Strategies for implementing a large algorithm in C

jconwell · September 2, 2008, 6:14pm

I’m fairly new to CUDA and after playing around with a few simple examples, am wanting to try out my first fairly complex algorithm port.

I’ve been looking at different examples and notices a few approaches that different people are taking:

implement the entire algorithm in a single CUDA kernel. This could include multiple loops and conditional branches.
implement the algorithm “outline” on the host, and call multiple small CUDA kernels to handle the different loop parallelism opportunities within the main algorithm.

I would think that the second approach would allow for better optimizations within the GPU for memory and instruction coalescing (assuming there isn’t much overhead in calling a kernel), but I’m not sure. Also, with option 2 it would assume that memory copying was kept to a minimum between the different CUDA kernel calls.

I know this is a pretty general question, but was hoping there were some outlines

jack · September 2, 2008, 6:45pm

This may go without saying, but you may want to examine your algorithm to see if there are any computational loops that can be “unrolled” – if you are looping through arrays and multiplying by a value, etc., it might be faster to use matrix multiplication through cuBLAS for that part of your algorithm.

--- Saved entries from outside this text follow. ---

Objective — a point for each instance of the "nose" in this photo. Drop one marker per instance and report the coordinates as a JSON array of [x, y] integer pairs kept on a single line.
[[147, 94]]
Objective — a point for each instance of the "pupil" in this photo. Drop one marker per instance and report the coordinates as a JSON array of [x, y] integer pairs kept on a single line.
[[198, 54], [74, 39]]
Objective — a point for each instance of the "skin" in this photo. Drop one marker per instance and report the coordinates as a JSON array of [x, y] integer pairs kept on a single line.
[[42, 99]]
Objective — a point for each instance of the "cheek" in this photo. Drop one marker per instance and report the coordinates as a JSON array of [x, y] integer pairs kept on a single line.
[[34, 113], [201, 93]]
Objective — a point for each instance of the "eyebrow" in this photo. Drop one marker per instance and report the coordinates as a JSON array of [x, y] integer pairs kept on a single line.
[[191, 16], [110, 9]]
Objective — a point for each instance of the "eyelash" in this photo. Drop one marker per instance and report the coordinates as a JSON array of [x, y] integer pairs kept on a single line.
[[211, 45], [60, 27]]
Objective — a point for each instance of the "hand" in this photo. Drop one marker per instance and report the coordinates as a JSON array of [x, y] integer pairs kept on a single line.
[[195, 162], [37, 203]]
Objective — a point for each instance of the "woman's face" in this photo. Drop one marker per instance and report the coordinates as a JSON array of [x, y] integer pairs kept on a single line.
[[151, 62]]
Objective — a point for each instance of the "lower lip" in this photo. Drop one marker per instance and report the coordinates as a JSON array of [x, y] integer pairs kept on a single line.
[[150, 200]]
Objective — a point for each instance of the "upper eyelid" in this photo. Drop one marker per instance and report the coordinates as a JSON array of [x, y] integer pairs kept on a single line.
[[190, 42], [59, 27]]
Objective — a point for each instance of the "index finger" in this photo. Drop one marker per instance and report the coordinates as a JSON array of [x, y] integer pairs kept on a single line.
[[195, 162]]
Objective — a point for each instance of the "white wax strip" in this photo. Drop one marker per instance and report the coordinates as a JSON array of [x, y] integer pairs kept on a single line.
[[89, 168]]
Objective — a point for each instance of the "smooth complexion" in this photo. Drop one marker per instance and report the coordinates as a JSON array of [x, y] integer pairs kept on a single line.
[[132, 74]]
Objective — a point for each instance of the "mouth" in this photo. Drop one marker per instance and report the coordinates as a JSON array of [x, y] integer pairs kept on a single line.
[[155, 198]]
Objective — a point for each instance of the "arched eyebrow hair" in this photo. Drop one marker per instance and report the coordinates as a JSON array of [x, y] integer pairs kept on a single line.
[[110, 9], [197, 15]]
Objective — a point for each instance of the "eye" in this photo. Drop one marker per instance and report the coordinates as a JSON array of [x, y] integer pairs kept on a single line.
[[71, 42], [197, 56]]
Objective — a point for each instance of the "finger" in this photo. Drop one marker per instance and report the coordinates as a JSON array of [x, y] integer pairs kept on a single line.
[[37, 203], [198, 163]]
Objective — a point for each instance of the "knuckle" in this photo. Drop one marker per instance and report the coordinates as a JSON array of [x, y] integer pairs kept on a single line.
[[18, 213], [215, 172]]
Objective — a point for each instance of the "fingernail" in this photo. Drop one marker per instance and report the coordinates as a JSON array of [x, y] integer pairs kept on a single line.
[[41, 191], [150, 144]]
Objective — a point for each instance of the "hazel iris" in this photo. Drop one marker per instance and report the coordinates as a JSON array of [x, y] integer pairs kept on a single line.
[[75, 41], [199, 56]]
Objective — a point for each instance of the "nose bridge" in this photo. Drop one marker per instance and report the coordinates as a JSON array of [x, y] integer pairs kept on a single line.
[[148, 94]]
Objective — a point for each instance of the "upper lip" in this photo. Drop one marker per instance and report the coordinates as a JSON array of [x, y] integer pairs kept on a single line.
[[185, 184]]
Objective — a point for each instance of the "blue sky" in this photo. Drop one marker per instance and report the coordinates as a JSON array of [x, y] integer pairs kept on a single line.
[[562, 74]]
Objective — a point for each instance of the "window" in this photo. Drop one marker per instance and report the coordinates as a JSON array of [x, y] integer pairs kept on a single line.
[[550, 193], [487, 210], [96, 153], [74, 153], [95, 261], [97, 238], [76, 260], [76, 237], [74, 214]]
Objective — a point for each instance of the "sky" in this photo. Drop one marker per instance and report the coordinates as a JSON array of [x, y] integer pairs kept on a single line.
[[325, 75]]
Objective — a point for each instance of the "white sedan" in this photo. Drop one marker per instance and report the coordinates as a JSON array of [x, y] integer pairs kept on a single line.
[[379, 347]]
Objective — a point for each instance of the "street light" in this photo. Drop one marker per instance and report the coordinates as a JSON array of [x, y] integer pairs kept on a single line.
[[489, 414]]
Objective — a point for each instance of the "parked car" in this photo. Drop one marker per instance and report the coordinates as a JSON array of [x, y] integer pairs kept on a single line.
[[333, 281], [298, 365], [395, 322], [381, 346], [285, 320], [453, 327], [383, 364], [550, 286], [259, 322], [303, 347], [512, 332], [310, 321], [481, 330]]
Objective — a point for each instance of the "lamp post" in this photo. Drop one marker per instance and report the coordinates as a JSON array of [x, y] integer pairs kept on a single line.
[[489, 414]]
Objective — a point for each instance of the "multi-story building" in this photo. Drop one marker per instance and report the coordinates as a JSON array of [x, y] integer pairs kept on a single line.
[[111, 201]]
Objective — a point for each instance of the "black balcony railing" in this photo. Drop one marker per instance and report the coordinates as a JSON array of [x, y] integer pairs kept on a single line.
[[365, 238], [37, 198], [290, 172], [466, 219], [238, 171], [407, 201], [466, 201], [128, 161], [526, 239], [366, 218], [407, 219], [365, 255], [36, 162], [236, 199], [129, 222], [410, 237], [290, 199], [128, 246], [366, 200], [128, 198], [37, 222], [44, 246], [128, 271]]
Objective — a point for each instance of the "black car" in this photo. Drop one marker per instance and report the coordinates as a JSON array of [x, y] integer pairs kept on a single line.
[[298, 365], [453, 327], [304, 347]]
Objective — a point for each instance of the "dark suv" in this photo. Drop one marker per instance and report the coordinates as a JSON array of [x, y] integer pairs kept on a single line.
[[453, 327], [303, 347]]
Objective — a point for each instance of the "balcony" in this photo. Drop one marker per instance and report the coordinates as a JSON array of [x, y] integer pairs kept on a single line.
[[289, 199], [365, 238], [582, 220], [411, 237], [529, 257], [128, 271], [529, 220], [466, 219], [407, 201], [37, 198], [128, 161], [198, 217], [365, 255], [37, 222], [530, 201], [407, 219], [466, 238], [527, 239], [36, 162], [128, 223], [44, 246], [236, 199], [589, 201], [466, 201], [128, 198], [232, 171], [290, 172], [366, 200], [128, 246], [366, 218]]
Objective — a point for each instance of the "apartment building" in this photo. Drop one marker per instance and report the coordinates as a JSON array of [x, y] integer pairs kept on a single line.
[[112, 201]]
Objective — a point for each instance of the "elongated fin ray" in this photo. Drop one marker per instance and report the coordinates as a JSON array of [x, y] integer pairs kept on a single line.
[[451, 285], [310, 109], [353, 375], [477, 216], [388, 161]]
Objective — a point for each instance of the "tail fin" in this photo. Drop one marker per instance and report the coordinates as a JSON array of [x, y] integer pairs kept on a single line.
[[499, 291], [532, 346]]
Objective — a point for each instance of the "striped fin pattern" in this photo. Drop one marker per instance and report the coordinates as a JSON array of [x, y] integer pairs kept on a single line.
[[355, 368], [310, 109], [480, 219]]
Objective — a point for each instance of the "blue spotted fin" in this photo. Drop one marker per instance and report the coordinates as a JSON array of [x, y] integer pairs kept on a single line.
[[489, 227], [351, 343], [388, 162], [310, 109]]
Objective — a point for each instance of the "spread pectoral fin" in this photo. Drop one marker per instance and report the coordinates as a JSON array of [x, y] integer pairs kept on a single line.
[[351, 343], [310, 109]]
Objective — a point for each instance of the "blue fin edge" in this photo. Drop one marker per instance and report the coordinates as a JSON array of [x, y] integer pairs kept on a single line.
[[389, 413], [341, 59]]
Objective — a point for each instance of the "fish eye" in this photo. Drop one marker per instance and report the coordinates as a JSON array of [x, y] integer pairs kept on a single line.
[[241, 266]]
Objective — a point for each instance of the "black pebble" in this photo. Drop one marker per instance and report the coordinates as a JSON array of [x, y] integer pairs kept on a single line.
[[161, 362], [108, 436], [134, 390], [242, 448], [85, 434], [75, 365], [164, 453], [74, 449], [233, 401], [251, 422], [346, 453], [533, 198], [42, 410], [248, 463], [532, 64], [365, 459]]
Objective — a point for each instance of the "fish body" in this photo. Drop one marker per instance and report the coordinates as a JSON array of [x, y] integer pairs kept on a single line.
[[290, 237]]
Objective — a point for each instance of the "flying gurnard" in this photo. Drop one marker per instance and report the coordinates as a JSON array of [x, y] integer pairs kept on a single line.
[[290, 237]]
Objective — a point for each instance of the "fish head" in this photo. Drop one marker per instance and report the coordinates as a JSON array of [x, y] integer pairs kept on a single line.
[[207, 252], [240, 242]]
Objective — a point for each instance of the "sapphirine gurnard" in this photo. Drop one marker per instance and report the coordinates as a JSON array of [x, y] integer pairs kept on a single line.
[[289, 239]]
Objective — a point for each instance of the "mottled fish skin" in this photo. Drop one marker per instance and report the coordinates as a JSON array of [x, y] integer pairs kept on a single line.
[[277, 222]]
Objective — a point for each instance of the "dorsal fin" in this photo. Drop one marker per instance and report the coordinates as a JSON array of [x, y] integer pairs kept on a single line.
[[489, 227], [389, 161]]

I haven’t gotten to working on any actual C kernels yet (my research is mostly in linear algebra/optimization theory), but I think you would want to take approach #2 as you’ve outlined above. Again, if you can identify parts of the algorithm where repetitive (but non-dependent) calculations are running, those can probably be parallelized through CUDA. Also, from what I’ve seen so far, CUDA seems to work just as well in many small batches of data as it does in a few large batches…but the small route is probably better if you will be running the program on various different cards.

alex_dubinsky · September 2, 2008, 7:07pm

I’m fairly new to CUDA and after playing around with a few simple examples, am wanting to try out my first fairly complex algorithm port.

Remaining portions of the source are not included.